Keberadaan mereka juga muncul di Inggris sebagai sebuah gerakan kesetaraan yang menuntut akan kemudahan dalam akses sosial dan ekonomi. Misalnya tahun 2010, munculnya gerakan kesetaraan gender di Inggris yang mengatakan bahwa identitas gender adalah salah satu aspek yang harus dilindungi. Namun, perjuangan itu membutuhkan waktu hingga 10 tahun untuk memberikan pemahaman bahwa seluruh identitas gender yang dimaksud juga mencakup orang-orang non-binary.

Jika melihat negara-negara seperti Inggris dan Amerika, kesetaraan itu diekspresikan dalam hal rekrutmen pekerjaan. Misalnya, dalam mengisi identitas gender bagi pelamar pekerja. Terdapat pilihan queer atau non-binary bagi orang yang menganggap dirinya sebagai gender netral. Bahkan sebagai aspek yang sangat privasi, terdapat pilihan not preferred atau bahkan tanda X sebagai identitas gender mereka untuk menunjukkan bahwa mereka bukan sebagai laki-laki atau perempuan. 

Tak hanya itu, identitas ini bahkan menginvasi transformasi bahasa dalam penggunaan subjek dan pronoun sebagai penanda identitas gender. Misalnya, orang-orang yang menganggap dirinya non-binary akan menggunakan subjek jamak they serta pronoun kata them sebagai pasangan subjek mereka yang dianggap identitas netral.

Bagaimana dengan Indonesia?

Tentu saja perbedaan pemahaman, ideologi dan sosial budaya memberikan penerimaan yang berbeda dalam menyikapi fenomena sosial tertentu.
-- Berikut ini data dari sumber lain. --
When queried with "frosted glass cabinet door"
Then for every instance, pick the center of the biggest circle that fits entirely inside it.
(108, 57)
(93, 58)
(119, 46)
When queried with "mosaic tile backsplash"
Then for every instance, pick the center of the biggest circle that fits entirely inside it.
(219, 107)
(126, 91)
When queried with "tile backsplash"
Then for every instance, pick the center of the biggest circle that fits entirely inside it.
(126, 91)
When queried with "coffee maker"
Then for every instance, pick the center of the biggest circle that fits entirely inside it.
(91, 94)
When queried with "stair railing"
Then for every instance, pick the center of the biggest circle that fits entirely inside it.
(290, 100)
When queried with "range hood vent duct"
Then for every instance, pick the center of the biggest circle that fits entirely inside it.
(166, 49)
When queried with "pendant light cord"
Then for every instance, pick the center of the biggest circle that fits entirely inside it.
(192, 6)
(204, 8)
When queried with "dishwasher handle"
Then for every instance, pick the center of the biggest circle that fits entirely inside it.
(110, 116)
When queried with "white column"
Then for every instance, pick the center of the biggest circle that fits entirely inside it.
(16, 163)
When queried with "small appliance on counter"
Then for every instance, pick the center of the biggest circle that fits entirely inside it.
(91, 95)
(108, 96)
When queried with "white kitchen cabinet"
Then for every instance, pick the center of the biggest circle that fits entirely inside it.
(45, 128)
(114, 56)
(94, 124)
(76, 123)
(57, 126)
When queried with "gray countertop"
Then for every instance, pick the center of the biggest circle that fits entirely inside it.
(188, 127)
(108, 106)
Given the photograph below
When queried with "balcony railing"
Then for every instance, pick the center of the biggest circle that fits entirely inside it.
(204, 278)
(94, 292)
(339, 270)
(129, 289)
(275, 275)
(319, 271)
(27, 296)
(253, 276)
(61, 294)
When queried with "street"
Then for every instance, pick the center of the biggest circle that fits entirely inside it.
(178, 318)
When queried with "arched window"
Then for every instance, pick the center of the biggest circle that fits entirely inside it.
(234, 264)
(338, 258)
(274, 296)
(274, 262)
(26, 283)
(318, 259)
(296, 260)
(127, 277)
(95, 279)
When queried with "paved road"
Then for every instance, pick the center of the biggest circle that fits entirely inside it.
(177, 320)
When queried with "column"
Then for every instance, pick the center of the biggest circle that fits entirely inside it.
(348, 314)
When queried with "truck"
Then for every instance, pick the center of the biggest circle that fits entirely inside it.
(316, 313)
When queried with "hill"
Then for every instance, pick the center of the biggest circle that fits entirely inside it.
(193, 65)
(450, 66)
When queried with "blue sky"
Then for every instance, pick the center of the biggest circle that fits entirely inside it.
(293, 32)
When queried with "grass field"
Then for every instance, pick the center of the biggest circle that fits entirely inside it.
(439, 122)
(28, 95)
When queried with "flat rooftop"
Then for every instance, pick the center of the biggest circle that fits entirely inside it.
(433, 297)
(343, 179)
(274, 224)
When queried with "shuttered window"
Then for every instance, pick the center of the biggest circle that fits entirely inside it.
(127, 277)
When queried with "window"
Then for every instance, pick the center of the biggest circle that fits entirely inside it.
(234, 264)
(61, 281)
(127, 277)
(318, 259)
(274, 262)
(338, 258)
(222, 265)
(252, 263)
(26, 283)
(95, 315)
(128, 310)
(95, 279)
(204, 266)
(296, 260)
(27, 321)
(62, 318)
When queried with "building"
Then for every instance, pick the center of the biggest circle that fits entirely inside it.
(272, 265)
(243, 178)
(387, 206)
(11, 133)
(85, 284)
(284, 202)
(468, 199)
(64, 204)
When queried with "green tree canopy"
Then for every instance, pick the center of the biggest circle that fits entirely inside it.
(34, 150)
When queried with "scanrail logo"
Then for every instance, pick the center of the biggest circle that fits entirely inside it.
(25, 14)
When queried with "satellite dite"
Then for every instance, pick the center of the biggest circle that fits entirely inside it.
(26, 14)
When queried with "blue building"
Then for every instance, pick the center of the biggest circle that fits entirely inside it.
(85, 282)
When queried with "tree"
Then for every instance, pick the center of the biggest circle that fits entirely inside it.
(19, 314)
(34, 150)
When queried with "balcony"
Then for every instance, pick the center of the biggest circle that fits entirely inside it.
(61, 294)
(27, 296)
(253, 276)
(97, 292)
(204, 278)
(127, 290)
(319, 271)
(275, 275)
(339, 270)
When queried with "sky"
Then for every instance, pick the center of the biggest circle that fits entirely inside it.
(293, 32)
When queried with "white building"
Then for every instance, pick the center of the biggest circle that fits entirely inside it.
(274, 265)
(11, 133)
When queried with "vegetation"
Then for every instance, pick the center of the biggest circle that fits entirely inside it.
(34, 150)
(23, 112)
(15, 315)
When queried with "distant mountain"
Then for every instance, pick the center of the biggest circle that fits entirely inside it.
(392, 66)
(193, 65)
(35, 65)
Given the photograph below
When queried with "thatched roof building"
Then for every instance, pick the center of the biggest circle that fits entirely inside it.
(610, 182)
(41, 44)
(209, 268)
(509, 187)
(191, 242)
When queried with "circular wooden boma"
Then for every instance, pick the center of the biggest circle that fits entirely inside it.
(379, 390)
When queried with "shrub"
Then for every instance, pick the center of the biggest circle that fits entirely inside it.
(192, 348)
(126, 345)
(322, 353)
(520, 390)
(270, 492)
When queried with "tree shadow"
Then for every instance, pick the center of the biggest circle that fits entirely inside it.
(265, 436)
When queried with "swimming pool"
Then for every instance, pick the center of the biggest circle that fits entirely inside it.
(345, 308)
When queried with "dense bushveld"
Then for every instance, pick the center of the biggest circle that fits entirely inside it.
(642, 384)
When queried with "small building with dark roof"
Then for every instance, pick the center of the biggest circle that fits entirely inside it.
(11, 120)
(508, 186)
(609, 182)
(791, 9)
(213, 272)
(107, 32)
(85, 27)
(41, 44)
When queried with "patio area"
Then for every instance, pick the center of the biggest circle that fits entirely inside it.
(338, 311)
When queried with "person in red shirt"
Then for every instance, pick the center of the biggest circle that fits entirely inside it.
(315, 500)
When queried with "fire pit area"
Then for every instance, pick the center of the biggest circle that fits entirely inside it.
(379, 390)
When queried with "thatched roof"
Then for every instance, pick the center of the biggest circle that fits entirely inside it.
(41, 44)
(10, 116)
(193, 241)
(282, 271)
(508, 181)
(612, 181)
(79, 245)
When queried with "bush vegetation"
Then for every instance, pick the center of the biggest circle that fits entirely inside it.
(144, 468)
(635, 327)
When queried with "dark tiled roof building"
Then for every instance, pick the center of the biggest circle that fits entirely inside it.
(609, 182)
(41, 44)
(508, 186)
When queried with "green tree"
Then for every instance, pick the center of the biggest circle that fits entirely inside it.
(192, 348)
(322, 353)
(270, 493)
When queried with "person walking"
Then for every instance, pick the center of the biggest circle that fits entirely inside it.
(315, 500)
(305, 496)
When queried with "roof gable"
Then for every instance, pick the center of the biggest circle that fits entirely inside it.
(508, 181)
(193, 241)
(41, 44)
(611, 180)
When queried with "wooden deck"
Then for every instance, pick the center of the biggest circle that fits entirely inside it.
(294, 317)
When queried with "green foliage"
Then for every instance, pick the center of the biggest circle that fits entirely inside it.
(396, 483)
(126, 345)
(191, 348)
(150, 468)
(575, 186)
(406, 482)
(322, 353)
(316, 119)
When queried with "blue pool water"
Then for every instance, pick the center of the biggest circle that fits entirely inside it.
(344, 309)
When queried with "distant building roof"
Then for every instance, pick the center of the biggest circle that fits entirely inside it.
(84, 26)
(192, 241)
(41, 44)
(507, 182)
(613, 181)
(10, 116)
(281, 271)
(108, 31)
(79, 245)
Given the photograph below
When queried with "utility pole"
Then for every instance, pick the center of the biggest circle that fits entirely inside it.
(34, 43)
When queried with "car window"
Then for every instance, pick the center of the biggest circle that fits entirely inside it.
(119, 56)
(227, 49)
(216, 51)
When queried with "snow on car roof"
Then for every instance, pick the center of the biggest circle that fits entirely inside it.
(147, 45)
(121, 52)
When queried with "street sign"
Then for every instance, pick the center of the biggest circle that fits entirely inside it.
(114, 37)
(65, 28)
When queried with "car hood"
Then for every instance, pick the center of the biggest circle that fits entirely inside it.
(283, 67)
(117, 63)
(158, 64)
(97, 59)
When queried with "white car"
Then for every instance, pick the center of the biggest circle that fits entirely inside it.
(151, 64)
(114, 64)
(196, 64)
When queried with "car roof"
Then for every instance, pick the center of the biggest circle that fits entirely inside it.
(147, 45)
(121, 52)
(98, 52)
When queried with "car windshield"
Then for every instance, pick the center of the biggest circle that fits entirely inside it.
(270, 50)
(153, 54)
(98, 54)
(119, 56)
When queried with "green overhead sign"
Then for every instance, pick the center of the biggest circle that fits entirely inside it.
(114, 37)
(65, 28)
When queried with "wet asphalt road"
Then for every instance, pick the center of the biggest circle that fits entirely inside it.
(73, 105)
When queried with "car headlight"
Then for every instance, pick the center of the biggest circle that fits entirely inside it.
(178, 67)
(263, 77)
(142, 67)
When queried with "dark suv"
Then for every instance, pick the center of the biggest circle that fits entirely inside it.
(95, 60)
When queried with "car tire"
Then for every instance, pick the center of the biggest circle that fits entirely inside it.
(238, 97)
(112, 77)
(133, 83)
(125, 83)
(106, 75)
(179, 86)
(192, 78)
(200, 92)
Misal saja terkait keberadaan identitas ini dan juga toilet khusus bagi mereka. Perbedaan dalam beberapa aspek tersebut dapat menjadi permasalahan sendiri dalam menyikapi suatu realitas yang terjadi. Tentunya perbedaan itu akan menimbulkan banyak sekali pro dan kontra.

Maka dari itu, sebagaimana perjuangan feminisme yang telah mengakar-jalan di Indonesia, kiranya gerakan perjuangan identitas non-binary perlu turut saling berkait. Kondisi tersebut memungkinkan eksistensi keberadaan identitas ini perlu mendapat pengakuan. Kita lihat saja nanti.